Study Touts Biofuels Despite High Cost of Production

Reno, NV - In the latest issue of the Journal Science, researchers report that biofuel manufactured from corn and other plants is more energy-efficient than some experts had realized and it is time to start developing it as an alternative to fossil fuels.

The researchers said that most ethanol production is from corn crops, which use lots of petroleum based fuel and fertilizers and so its environmental benefits are not that great. The scientists suggested that alternative crops need to be considered for biofuel production that uses less fertilizer. Critics say biofuels like ethanol benefit the farm lobby more than it does the environment.

"We find that ethanol can, if it is made correctly, contribute significantly to both energy and environmental goals. However, the current way of producing ethanol with corn probably only meets energy goals," Alexander Farrell, a University of California Berkeley energy researcher said. Farrell and his associates conducted the study on biofuels and found that there are ways manufacture ethanol fuel more efficiently.

In 2004, Farrell said that the amount of ethanol fuel manufactured and blended into gasoline in the United States equaled only 2 percent of the nation's total gasoline consumption and about 1.3 percent of its energy content. Farrell said it was possible to run a car on pure ethanol, that the technology exists but that making ethanol using current technology is expensive and contributes to pollution and greenhouse gases.

"The environmental cost comes entirely from making fertilizer, running the tractors over the farm and operating the biorefinery," Farrell said. Farrell and colleagues looked at six studies used to argue for and against the development of ethanol as an energy source.

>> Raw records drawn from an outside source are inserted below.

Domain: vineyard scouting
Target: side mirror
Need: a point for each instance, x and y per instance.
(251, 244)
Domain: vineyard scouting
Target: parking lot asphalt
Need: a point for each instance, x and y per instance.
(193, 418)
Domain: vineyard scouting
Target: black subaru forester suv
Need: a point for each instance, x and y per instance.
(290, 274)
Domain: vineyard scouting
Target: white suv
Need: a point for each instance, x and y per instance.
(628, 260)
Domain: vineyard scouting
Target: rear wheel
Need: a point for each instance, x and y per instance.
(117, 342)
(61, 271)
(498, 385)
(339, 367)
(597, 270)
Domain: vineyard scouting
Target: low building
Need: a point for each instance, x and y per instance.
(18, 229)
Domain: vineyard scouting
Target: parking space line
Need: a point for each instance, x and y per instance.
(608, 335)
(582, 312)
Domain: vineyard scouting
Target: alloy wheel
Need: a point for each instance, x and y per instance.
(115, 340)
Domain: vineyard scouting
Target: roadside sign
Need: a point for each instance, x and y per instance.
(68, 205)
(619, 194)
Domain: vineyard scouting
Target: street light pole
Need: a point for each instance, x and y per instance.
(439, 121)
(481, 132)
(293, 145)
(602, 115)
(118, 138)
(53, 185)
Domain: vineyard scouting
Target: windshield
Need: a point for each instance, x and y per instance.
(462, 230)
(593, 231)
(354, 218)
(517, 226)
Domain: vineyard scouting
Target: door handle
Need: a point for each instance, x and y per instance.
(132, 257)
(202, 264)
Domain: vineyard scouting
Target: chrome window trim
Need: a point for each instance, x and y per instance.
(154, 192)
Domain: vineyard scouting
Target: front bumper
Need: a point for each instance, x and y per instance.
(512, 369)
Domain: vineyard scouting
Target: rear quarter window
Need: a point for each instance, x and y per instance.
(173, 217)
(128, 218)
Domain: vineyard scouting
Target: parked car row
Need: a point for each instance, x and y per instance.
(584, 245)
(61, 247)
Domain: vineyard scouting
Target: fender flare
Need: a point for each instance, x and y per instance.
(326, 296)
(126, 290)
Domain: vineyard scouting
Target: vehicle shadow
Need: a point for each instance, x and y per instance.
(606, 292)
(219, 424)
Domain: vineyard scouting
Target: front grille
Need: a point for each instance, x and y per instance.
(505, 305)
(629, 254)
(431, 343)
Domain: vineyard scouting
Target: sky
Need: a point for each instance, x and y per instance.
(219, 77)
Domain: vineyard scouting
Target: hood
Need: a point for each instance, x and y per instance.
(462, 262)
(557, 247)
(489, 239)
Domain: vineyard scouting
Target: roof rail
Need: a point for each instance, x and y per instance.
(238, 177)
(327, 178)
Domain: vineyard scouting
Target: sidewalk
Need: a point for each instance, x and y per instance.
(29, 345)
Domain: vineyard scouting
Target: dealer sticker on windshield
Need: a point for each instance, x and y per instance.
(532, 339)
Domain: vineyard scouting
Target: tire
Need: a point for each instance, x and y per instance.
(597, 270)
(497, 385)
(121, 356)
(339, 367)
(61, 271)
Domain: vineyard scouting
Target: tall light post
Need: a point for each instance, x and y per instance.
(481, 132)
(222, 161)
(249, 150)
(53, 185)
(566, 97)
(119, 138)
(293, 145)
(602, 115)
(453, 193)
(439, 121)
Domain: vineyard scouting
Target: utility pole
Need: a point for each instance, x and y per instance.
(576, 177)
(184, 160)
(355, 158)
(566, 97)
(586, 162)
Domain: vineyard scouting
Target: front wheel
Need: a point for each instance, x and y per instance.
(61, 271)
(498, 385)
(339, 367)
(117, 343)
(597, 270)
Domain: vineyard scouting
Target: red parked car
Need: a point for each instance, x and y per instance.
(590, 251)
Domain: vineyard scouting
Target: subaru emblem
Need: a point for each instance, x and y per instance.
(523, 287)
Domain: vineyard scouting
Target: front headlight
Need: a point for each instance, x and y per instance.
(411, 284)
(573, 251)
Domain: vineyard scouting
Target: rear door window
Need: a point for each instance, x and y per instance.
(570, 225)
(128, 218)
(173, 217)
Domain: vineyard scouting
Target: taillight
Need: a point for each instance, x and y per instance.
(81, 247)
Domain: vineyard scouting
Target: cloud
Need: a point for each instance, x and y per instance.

He said that using cellulosic technology to break down the woody fiber parts of plants could in about five-years from now be applied commercially in a more effective manner than using corn. That it was a matter of the technology developing sufficiently to warrant its commercial viability.

Scientists from Imperial College London, Georgia Tech and Oak Ridge National Laboratory in Tennessee said they had teamed up to find ways to make a facility to do that.

Their facility would make a range of fuels, foods, chemicals, animal feeds, materials, heat and power using what is known as biomass -- a collection of renewable plant matter and biological material such as trees, grasses and agricultural crops.

"We're looking at a future for biomass where we use the entire plant and produce a range of different materials from it," Charlotte Williams of Imperial's Department of Chemistry said in a statement.

"Before we freeze in the dark, we must prepare to make the transition from nonrenewable carbon resources to renewable bioresources," her team wrote.

Even a British Petroleum (BP) scientist agreed with biofuel's potential saying that it had the capacity to generate as much as 30 percent of the world's fuel needs if it could be harnessed efficiently and the right crops were grown for energy production. The BP scientist even said that it would not interfere with the world's food crop production either.